Jamovi is the strongest choice for teaching — the spreadsheet interface eliminates the learning curve for students unfamiliar with programming. Instructors can prepare datasets as .omv files, students open them in a browser, and analysis output appears as publication-ready tables. RStudio Server is better for advanced courses that teach R programming alongside statistics.
How do these handle large datasets?
RStudio Server benefits from the server’s full resources — if your server has 128GB RAM, RStudio Server can load datasets approaching that limit.
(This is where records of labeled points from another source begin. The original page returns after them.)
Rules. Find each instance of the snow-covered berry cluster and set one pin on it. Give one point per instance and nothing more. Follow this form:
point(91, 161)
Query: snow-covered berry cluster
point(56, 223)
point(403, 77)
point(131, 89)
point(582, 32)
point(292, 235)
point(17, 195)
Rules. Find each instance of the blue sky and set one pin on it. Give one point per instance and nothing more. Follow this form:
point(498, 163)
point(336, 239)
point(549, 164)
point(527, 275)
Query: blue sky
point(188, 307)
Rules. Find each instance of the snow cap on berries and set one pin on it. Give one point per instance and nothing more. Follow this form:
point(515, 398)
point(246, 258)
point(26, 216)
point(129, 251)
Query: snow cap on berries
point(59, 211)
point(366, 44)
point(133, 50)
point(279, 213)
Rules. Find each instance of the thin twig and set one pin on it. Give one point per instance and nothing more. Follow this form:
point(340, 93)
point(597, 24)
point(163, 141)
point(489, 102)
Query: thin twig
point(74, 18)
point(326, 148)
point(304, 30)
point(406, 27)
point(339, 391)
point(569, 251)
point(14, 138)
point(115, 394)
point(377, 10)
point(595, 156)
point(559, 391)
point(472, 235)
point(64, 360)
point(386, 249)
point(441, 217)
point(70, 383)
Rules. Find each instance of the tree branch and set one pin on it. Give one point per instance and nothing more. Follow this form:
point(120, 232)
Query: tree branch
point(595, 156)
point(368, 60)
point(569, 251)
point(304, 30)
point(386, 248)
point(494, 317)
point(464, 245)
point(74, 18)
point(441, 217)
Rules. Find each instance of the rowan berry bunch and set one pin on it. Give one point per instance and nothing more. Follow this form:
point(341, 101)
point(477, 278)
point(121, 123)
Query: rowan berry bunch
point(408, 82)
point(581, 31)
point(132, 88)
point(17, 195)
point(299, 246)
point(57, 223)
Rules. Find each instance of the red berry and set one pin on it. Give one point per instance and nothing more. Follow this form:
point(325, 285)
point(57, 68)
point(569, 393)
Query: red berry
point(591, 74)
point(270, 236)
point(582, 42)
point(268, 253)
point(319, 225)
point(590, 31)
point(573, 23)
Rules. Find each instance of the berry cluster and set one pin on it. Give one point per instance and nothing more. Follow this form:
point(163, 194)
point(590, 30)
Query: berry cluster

Jamovi loads data into browser memory, which limits it to datasets that fit in the client’s RAM (typically a few GB). OpenCPU is stateless per request, so large datasets should be pre-loaded into R packages or databases rather than passed via HTTP.
Are these suitable for production dashboards?
RStudio Server with Shiny is the standard for R-based production dashboards — Shiny apps run as persistent processes that handle concurrent users. OpenCPU can serve dashboards but requires careful caching for performance. Jamovi is not designed for production dashboards; it’s an interactive analysis tool.
What about Python integration?
RStudio Server supports Python via the reticulate package, giving you access to Python libraries alongside R in the same environment. OpenCPU is R-only. Jamovi is R-based but doesn’t expose Python. For Python-first statistical environments, consider JupyterHub as covered in our JupyterHub guide alongside these R-centric platforms.